Learning

Learning

Here we are in Bali and watching the children head off to school each day.

And I have no idea really just what happens in school here though yesterday I did chat with an American living in Bali who has a child at school, and is herself a teacher and on the local school board. And she thinks highly of her experience here. And I try to pay attention, and still I wonder how and in what ways the children grow up here. I was speaking to a traveller the other day who said: ‘I have heard children crying here, but they have all been Western kids.’ Hmmm….

So with possibilities in mind, I again say thanks to Wes Fryer for the following.

And I think I might just quote him holus-bollus and you can decide what you think. It is another comment in the ongoingly important discussion about education and the world we live in. Sometimes…with two small children…I just look at the future (ie next week?) and LOL….oh and have the occasional thought and even discussion…sometimes with people other than myself.

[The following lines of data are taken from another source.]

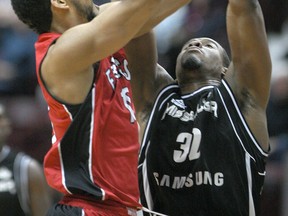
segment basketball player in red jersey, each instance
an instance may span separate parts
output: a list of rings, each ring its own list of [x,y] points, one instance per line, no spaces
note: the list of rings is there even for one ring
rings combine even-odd
[[[122,47],[188,0],[12,0],[39,34],[36,71],[48,104],[49,185],[63,199],[48,215],[136,215],[138,124]]]

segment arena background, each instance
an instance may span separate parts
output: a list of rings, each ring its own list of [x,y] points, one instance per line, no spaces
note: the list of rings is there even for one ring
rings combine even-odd
[[[105,0],[97,1],[105,3]],[[261,216],[288,215],[288,1],[259,0],[273,61],[267,110],[271,155],[263,190]],[[212,37],[229,50],[227,0],[193,0],[155,29],[159,62],[174,76],[175,59],[186,39]],[[243,29],[245,31],[245,29]],[[0,102],[13,123],[9,145],[41,163],[49,149],[51,126],[35,75],[37,35],[18,21],[10,0],[0,1]],[[229,53],[230,54],[230,53]]]

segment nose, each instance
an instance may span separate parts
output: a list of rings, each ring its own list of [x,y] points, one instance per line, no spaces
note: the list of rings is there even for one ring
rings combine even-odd
[[[199,40],[195,40],[195,41],[192,41],[192,42],[189,44],[189,46],[190,46],[190,47],[191,47],[191,46],[202,47],[202,43],[201,43],[201,41],[199,41]]]

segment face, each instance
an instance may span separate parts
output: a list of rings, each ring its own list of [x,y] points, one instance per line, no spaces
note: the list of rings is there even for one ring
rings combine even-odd
[[[97,15],[96,5],[91,0],[71,0],[71,3],[77,9],[79,16],[85,21],[91,21]]]
[[[183,46],[177,58],[178,82],[189,82],[189,78],[220,78],[222,55],[223,48],[216,41],[210,38],[191,39]]]
[[[5,144],[8,136],[11,134],[11,122],[6,115],[5,108],[0,105],[0,148]]]

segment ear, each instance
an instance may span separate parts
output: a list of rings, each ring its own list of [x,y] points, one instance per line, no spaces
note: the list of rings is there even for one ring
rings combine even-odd
[[[51,5],[56,8],[68,8],[66,0],[51,0]]]

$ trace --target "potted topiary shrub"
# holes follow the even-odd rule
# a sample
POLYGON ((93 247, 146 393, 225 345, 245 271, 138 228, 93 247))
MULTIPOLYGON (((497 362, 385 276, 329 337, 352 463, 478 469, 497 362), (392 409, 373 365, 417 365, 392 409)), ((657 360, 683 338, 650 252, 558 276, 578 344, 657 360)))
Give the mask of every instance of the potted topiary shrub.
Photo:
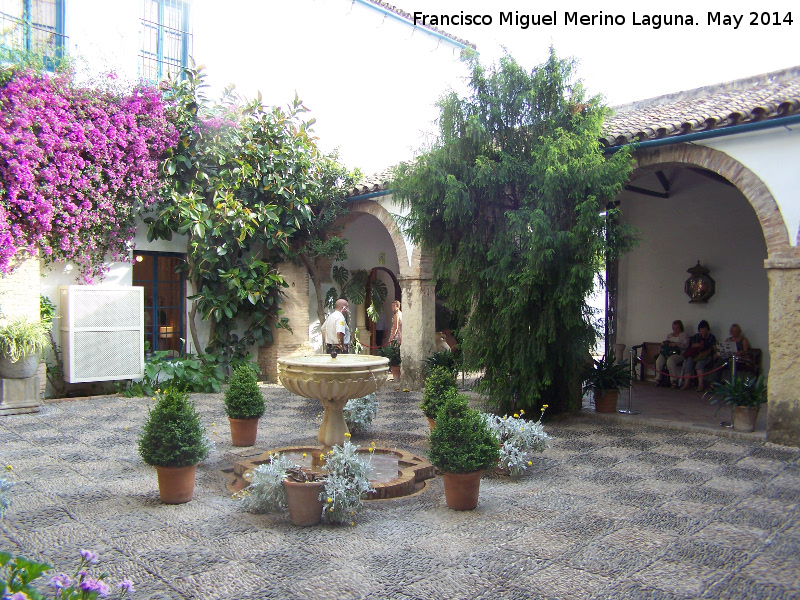
POLYGON ((714 382, 711 394, 712 404, 721 402, 733 408, 734 430, 755 431, 758 409, 767 401, 767 381, 763 375, 714 382))
POLYGON ((617 412, 619 391, 631 386, 628 361, 617 361, 613 354, 594 359, 583 375, 583 392, 594 392, 594 409, 597 412, 617 412))
POLYGON ((264 414, 264 395, 253 370, 242 365, 231 375, 225 392, 225 414, 231 424, 234 446, 252 446, 258 434, 258 419, 264 414))
POLYGON ((422 391, 422 403, 419 407, 428 418, 428 425, 436 427, 436 413, 444 404, 445 396, 449 390, 455 390, 456 383, 448 367, 436 366, 431 368, 425 379, 425 388, 422 391))
POLYGON ((392 342, 378 350, 378 354, 389 359, 389 371, 395 381, 400 381, 400 344, 392 342))
POLYGON ((49 345, 50 334, 41 321, 20 317, 0 325, 0 377, 33 377, 49 345))
POLYGON ((189 502, 194 495, 197 464, 211 443, 189 394, 170 386, 156 392, 139 438, 139 454, 158 472, 158 491, 166 504, 189 502))
POLYGON ((481 414, 455 390, 446 392, 436 415, 429 458, 442 472, 448 507, 472 510, 478 506, 481 474, 497 464, 500 448, 481 414))

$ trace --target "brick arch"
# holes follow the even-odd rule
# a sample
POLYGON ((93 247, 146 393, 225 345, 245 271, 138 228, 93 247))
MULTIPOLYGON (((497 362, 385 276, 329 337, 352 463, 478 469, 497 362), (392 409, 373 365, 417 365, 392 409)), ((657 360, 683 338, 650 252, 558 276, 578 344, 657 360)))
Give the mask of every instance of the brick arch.
POLYGON ((789 231, 772 193, 755 173, 724 152, 706 146, 675 144, 637 151, 634 160, 636 167, 672 163, 702 167, 721 175, 736 186, 753 207, 766 241, 767 257, 797 256, 797 249, 789 243, 789 231))
POLYGON ((389 236, 394 243, 395 252, 397 252, 397 262, 400 265, 400 279, 405 278, 421 278, 430 279, 432 277, 431 261, 427 257, 427 253, 422 252, 420 248, 414 248, 411 252, 411 264, 408 264, 408 251, 406 240, 397 226, 392 214, 383 206, 374 200, 356 200, 351 202, 348 207, 350 208, 350 215, 344 217, 345 222, 360 215, 372 215, 386 228, 389 236))

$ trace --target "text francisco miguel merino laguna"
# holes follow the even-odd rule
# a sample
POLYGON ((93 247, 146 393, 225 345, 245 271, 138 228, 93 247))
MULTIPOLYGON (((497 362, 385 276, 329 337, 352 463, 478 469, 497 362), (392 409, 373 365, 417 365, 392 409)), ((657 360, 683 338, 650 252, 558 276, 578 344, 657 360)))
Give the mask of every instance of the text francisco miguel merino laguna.
MULTIPOLYGON (((584 25, 584 26, 609 26, 609 25, 643 25, 653 29, 660 29, 662 26, 684 26, 700 25, 703 22, 690 14, 640 14, 632 13, 630 21, 625 15, 606 14, 602 11, 592 14, 579 12, 563 11, 561 18, 559 13, 542 14, 520 14, 519 11, 508 11, 498 13, 500 25, 510 25, 521 29, 529 27, 548 26, 548 25, 584 25)), ((721 13, 707 12, 705 24, 718 25, 739 29, 740 25, 791 25, 791 11, 778 12, 751 12, 746 13, 721 13)), ((464 11, 449 15, 430 15, 422 12, 414 13, 414 25, 492 25, 494 23, 492 15, 489 14, 464 14, 464 11)))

This is what Mr. Fryer has to say referring to the Bloom’s model:

‘This mode of teaching is certainly “messier” than traditional, teacher-directed instruction, but this is exactly the sort of dialog we need to prepare students to be engaged and educated citizens in the 21st century. Our need for critical thinking is greater today than ever before. Are you living in an echo chamber? Are your students? We need to find ways to regularly step outside our bubbles of normalcy and question both our assumptions and our sources of information. This inquiry-based process should allow us to act as true “sceptics” guided by a scientific way of thinking rather than “deniers” driven primarily by ideologies or other biases. Our digitally connected learning landscape makes this need even more apparent than it was a decade ago, last year, or last week.